VATAN AŞKI AYAKTA TUTTU
15 Temmuz sadece Türkiye'ye değil tüm islam coğrafyasının umuduna sıkılmış bir kurşundu. Biz evladımızı vatana şehit verdik. Vatan sağolsun. 1.98 boyundaydı. Hayalleri vardı. Annesi Oğuzhan'ın mürüvvetini görmek isterdi. Şimdi yaşasaydı 31 yaşında olacaktı. Ama tabutuna sarıldı. Şehit olduğu gece Cumhurbaşkanımız morga geldi. Oğuzhan'a baktı, gözlerinden yaş geldi. Bana sarıldı. Hepimiz nasıl bir acıda olduğumuzun farkındaydık.
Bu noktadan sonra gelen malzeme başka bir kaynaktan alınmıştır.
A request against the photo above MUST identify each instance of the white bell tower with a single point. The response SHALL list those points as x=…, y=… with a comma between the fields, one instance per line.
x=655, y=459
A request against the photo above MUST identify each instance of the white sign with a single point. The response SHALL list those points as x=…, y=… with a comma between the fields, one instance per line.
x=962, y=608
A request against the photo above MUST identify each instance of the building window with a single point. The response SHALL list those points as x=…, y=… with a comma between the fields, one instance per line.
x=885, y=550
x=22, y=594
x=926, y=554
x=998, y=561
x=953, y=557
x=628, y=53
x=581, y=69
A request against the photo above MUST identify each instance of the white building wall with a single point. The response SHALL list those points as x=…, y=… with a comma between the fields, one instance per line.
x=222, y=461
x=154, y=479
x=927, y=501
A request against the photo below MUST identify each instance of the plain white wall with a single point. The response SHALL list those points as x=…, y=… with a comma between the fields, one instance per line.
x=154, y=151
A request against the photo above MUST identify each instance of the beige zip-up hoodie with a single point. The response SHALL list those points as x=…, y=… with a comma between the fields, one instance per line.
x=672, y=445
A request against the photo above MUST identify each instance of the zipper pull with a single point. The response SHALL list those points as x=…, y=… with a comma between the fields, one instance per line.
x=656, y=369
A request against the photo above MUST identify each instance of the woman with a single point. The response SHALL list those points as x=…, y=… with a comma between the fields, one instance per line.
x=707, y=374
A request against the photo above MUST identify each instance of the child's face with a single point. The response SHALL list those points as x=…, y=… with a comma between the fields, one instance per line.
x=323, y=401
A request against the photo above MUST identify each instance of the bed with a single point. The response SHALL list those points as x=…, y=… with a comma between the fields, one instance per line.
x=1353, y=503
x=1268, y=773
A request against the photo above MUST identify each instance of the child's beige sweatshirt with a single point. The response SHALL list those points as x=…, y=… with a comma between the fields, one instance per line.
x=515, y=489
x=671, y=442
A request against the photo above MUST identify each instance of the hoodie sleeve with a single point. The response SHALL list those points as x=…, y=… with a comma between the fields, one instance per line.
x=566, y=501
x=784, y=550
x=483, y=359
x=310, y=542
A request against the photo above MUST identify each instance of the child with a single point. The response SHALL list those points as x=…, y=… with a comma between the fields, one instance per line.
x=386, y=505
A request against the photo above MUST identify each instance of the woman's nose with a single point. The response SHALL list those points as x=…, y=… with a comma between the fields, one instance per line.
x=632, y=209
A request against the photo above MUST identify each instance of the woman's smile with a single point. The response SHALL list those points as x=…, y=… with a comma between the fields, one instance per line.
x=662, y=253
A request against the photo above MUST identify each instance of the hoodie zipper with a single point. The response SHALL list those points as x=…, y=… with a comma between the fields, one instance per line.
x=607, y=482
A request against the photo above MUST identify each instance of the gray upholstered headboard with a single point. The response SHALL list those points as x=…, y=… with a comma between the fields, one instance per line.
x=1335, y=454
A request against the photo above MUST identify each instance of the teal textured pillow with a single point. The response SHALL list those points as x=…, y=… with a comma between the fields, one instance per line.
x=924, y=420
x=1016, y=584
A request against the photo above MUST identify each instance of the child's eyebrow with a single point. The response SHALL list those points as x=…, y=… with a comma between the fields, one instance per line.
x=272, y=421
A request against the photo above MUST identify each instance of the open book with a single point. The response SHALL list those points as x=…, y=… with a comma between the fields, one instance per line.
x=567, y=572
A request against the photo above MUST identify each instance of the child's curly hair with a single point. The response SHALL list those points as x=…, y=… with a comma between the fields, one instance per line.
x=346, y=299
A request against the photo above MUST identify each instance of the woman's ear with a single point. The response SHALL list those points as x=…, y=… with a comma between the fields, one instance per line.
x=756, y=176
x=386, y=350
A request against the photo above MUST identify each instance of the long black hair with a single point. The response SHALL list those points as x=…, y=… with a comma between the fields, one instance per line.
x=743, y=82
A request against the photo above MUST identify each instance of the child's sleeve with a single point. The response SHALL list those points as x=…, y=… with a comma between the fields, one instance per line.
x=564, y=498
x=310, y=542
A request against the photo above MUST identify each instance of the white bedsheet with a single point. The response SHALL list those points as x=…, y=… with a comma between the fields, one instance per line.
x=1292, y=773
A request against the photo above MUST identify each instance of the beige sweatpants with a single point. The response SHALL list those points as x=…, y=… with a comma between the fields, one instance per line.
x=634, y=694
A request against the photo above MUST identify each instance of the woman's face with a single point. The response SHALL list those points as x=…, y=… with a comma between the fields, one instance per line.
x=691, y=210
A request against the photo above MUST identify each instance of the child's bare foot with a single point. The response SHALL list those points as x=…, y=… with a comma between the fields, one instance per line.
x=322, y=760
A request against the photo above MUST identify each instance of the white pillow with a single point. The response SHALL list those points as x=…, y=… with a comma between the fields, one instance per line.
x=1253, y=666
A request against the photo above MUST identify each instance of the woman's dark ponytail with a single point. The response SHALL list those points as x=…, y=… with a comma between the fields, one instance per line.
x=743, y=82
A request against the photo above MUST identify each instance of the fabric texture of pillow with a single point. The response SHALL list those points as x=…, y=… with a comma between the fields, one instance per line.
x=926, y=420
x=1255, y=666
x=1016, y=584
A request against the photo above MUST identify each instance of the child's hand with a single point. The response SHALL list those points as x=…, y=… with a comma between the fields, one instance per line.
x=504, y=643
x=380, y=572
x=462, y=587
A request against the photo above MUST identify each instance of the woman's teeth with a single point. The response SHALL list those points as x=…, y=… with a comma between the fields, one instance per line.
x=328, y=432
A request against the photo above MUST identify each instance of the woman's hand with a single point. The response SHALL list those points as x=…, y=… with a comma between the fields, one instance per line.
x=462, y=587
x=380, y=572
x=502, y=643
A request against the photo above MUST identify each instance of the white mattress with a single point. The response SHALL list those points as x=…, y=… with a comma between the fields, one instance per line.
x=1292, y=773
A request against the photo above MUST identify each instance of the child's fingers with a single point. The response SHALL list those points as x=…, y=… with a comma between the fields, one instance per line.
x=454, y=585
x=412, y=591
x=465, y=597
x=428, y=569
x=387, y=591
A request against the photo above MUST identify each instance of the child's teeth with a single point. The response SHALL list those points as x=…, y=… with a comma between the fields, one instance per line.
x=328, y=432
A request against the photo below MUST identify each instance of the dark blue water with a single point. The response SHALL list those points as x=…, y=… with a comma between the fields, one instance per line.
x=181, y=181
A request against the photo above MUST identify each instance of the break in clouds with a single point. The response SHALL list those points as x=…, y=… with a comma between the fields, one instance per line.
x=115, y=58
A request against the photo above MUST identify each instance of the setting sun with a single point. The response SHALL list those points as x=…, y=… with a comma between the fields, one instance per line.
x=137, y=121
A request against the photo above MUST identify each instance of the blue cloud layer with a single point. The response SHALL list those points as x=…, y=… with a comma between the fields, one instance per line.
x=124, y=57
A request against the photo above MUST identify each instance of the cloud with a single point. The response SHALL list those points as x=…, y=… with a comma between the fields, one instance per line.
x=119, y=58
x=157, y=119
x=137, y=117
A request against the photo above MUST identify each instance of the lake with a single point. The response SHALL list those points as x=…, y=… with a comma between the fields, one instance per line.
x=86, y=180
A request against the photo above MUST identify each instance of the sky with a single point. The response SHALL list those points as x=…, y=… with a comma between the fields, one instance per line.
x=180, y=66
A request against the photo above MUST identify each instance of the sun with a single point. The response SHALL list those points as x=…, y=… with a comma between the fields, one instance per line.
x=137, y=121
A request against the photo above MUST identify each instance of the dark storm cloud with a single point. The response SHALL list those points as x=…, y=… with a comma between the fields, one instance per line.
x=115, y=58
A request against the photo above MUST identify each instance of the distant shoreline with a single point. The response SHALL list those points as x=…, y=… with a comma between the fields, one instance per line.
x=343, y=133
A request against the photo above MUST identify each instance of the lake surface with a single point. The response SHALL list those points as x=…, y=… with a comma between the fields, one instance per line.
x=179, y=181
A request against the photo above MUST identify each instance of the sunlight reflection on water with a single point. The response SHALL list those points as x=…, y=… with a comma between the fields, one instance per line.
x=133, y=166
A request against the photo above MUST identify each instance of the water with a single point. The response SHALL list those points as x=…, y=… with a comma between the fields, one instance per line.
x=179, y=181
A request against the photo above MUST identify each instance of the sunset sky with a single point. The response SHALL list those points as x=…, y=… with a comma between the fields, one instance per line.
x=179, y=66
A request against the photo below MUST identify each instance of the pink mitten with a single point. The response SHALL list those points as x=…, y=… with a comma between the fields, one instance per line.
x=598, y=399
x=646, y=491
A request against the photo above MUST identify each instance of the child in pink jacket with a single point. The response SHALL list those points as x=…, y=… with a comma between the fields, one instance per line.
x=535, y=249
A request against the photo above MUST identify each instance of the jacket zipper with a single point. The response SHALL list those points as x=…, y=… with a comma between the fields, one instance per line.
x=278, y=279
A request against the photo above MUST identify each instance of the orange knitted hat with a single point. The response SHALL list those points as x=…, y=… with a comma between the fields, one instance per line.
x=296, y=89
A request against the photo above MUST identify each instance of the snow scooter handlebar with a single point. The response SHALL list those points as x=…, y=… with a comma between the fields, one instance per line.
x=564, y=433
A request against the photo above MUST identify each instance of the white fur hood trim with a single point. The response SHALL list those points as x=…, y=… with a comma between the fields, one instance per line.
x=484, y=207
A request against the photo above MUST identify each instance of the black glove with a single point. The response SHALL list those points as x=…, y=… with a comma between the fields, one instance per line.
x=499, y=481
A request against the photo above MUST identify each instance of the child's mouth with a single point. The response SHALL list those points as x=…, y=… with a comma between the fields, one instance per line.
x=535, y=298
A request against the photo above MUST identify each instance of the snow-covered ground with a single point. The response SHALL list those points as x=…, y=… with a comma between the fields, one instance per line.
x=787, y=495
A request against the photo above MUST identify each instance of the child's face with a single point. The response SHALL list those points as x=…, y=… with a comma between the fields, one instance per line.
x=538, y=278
Cumhurbaşkanımızı teselli ettim. Şimdi aradan 9 yıl geçti. Gün geldi 15 Temmuz siyasete alet edildi, yeri geldi tiyatro dendi. Bu süreçte biz şehit ailelerinin çok canı yandı. Ama devletimiz her zaman yanımızda oldu. Ne olursa olsun o acı bize şeref olarak kaldı. Kimse o günleri unutturmayacak. Bu memleketin neredeyse yarısı o gün ölümü göze almıştı. Kimse gözünü kırpmadı. Şimdi geçen her yıl acımızı daha da tazeleniyor daha da açılıyor ama vatan aşkımız bizi ayakta tutuyor. Allah'a inanan insanlarız. Biz onun şehit olduğuna inanıyoruz. Allah bizleri cennette buluştursun diye dua ediyorum. Bunları yapanlardan devlet hesap sordu, Allah'ın hesabını da mahşerde bekliyor olacağız."